Proses sembuhnya perempuan itu tentu memengaruhi orang banyak yang berkerumun disekitar Yesus. Sehingga, kuasa penyembuhan Yesus itu juga berdampak pada orang banyak. Mereka harus memilih: (i) percaya kepada Yesus, atau (ii) mengikuti ‘aturan kesucian’ lalu meninggalkan Yesus untuk melakukan ‘ritus penyucian diri?‘ Dengan perkataan lain, keberanian perempuan itu untuk menjamah jubah Yesus (yang sedang berada di tengah kerumunan orang banyak) dan kuasa penyembuhan dari Yesus atas perempuan yang berjuang itu:
(i) menjadi pemicu bagi komunitas (& orang banyak) untuk memikirkan ulang ‘aturan kesucian dan penyucian diri’ yang selama ini mereka pegang teguh sebagai dogma dan hukum agama;
(ii) menunjukkan bahwa Yesus memilih ‘melindungi orang’ daripada memegangi peraturan kesucian yang ‘mengasingkan orang.’
Ini soal transformasi hukum agama (dogma) yang telah menjadi budaya suatu masyarakat pada jaman tertentu. Kekuatan penyembuhan yang dimiliki oleh Yesus yang bertemu dengan kenekatan perempuan yang ingin sembuh itu telah memicu proses transformasi di dalam diri para murid Yesus dan di dalam masyarakat yang setidak-tidaknya diwakili oleh orang banyak yang berkerumun di sekitar Yesus pada waktru itu.
Akhirnya,
Apakah visi besar GKJ Jakarta dalam memasuki dasa warsa ke delapan usianya akan membuat gereja ini menjadi AGEN PERUBAHAN (“Agent of Change“) atau justru membuat gereja kita ini menjadi PERINTANG PERUBAHAN (“Obstacle of Change“)?
Baiklah kita bersama secara serius berusaha menjawab pertanyaan itu secara jujur dan apa adanya, . . . melalui upaya kita mawas diri, mengenal potensi dan keterbatasan diri dan melalui upaya kita bersama untuk memandang ke depan dan ke belakang dengan menyadari perubahan-perubahan cepat yang sedang terjadi dalam masyarakat dan dunia kita.
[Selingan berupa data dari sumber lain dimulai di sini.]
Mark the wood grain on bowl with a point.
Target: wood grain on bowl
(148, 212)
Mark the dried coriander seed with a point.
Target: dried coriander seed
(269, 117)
Amin. Kadarmanto Hardjowasito (KH)
[1] Berdasarkan kwalitas kesehatan rata-rata dan usia harapan hidup, WHO mengeluarkan sebuah pembagian tingkat usia yang baru, sbb.:
• 0-17 tahun: dibawah umur (underage)
• 18-65 tahun: pemuda/i (young people)
• 66-79 tahun: usia menengah (middle-aged)
• 80-99 tahun: sepuh (senior)
• 100+ tahun ke atas: senior dgn usia lanjut (long-lived elderly)
[2] KBBI mendefinisikan “transformasi” sebagai: perubahan rupa (bentuk, sifat, fungsi, dan sebagainya).